Pour Astronomer, cette affaire est-elle véritablement préjudiciable ? Après tout, comme disait Boris Vian : qu'on parle de vous en bien ou en mal, l’essentiel, c’est qu’on en parle…
La formule est fausse. L’essentiel, ce n’est pas ce qu’on dit de vous, c’est ce que vous vivez, ce que vous faites, le plus souvent solitairement et en silence.
Selon une enquête menée en 2022 par le cabinet de conseil RH "The Shift Work Shop", 77 % des personnes interrogées reconnaissent avoir déjà eu une relation amoureuse ou sexuelle avec un collègue. Par ailleurs, rien dans la loi américaine n’interdit les relations amoureuses au travail. Dans ce contexte, une liaison justifie-t-elle vraiment une démission ?
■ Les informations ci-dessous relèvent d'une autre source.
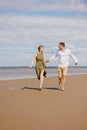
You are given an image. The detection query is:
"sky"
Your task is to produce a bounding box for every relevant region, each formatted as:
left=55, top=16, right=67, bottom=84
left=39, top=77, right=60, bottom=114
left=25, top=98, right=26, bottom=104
left=0, top=0, right=87, bottom=67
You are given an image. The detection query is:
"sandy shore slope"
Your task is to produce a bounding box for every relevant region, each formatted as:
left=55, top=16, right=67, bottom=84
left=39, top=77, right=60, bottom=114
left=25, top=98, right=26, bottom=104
left=0, top=75, right=87, bottom=130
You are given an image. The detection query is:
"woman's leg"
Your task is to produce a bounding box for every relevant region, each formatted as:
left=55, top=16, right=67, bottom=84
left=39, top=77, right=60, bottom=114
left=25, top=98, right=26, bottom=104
left=39, top=71, right=44, bottom=90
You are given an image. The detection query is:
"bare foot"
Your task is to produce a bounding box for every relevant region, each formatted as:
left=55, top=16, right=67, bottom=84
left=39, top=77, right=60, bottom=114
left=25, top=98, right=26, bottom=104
left=61, top=88, right=64, bottom=91
left=38, top=88, right=42, bottom=91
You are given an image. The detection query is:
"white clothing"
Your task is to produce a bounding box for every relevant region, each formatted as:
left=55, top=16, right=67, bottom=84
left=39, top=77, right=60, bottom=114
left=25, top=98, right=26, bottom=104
left=49, top=49, right=78, bottom=67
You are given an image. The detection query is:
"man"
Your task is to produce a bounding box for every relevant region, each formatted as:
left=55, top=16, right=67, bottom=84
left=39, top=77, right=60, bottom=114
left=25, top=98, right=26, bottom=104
left=49, top=42, right=78, bottom=91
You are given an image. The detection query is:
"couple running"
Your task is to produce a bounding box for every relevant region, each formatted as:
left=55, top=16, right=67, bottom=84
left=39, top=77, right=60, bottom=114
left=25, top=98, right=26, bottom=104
left=30, top=42, right=78, bottom=91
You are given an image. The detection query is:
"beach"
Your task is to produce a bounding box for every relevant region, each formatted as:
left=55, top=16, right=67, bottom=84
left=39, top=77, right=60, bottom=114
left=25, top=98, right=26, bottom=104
left=0, top=74, right=87, bottom=130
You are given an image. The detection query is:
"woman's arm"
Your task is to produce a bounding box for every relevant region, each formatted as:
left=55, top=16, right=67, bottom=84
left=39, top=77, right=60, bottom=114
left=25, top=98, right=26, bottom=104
left=29, top=55, right=37, bottom=68
left=70, top=52, right=78, bottom=65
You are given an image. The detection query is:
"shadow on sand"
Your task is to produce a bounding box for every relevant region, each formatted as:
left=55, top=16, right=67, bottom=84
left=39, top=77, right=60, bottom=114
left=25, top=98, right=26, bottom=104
left=21, top=87, right=60, bottom=91
left=21, top=87, right=38, bottom=90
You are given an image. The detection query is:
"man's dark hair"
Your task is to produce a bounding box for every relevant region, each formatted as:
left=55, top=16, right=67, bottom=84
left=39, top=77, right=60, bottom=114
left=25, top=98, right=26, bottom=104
left=38, top=45, right=44, bottom=51
left=59, top=42, right=65, bottom=47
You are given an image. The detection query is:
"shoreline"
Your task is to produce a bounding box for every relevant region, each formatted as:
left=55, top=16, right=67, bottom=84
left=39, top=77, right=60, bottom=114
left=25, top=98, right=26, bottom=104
left=0, top=75, right=87, bottom=130
left=0, top=73, right=87, bottom=81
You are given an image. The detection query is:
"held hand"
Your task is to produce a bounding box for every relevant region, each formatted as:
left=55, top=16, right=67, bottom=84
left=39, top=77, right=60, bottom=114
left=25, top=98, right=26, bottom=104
left=45, top=59, right=50, bottom=63
left=75, top=63, right=78, bottom=66
left=29, top=65, right=32, bottom=69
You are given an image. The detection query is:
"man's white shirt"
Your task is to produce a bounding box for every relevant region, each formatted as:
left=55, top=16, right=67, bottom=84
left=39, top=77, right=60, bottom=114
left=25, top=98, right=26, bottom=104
left=49, top=49, right=78, bottom=67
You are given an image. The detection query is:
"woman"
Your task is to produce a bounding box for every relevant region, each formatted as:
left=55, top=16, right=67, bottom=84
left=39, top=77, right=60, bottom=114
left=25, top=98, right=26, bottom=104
left=30, top=45, right=48, bottom=91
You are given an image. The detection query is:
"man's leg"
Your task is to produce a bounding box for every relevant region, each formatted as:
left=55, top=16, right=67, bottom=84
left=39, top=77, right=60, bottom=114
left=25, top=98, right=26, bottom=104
left=39, top=71, right=44, bottom=91
left=61, top=76, right=66, bottom=91
left=58, top=68, right=62, bottom=86
left=61, top=68, right=68, bottom=91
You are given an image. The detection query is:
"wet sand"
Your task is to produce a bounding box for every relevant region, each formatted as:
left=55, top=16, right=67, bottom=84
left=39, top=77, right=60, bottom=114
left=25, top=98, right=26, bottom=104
left=0, top=75, right=87, bottom=130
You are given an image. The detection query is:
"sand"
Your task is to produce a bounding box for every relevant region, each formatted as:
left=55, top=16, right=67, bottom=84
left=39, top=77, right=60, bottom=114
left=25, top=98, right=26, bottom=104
left=0, top=75, right=87, bottom=130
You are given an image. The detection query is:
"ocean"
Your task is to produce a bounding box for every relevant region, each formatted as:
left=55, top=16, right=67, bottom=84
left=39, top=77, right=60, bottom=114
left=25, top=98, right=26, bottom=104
left=0, top=67, right=87, bottom=80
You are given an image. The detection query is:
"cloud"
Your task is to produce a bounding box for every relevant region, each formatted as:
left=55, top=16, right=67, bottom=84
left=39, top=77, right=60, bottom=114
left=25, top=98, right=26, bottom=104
left=0, top=14, right=87, bottom=65
left=0, top=0, right=87, bottom=11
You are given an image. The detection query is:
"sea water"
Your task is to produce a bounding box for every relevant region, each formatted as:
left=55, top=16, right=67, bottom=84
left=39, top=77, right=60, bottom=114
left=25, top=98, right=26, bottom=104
left=0, top=67, right=87, bottom=80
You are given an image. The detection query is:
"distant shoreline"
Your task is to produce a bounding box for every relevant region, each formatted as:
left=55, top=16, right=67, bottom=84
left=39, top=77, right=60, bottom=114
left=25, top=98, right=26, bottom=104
left=0, top=66, right=87, bottom=69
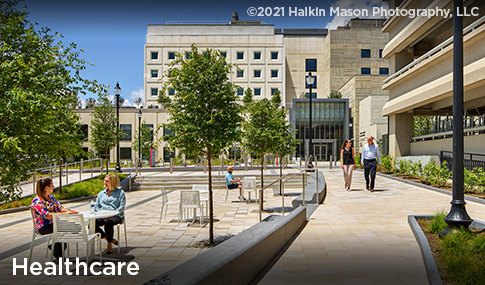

Encore une fois, le vrai problème, moralement, ce n’est pas la liaison, c’est le mensonge. Alors, est-ce qu’un mensonge relevant de la vie privée doit entraîner une démission dans la sphère professionnelle ? C’est à chacun d’en juger. Cela dépend des cas certainement. Attention, il y a bien pire que le mensonge - le meurtre, la cruauté par exemple. Ce que je veux dire, c’est qu’une liaison, en soi, n’est pas moralement condamnable.
Vous pouvez faire l’amour avec qui vous voulez, ce n’est pas mon affaire. Ce qui pose problème, c’est le mensonge. Si vous trompez votre partenaire sans lui dire, ce n’est pas la liaison qui me gêne, c’est le fait de lui mentir. On se focalise ici sur un cas particulier parce qu’il fait le buzz, mais quand on interroge les Français sur le polyamour, on s’aperçoit qu’ils sont bien plus tolérants qu’on ne l’imagine. Le concept même de polyamour ne choque quasiment plus. La liberté sexuelle est globalement bien acceptée. Ce qui l’est beaucoup moins, c’est le mensonge. Et je trouve ça parfaitement normal. Si vous trompez l’homme avec qui vous vivez et que vous lui mentez, on ne peut pas prétendre qu’il n’y a aucun problème moral.
Bill Gates et Mélinda French Gates ou encore Barack et Michelle Obama… Les couples formés au travail sont légion. Si cela nous arrive, quelle attitude doit-on adopter, selon vous ? Faut-il garder la relation secrète ou, au contraire, jouer la pureté de cristal ?
Faites comme vous voulez ! Mais rappelez-vous que la discrétion vaut mieux que l’étalage ou l’exhibitionnisme. Et la sincérité, mieux que l’hypocrisie.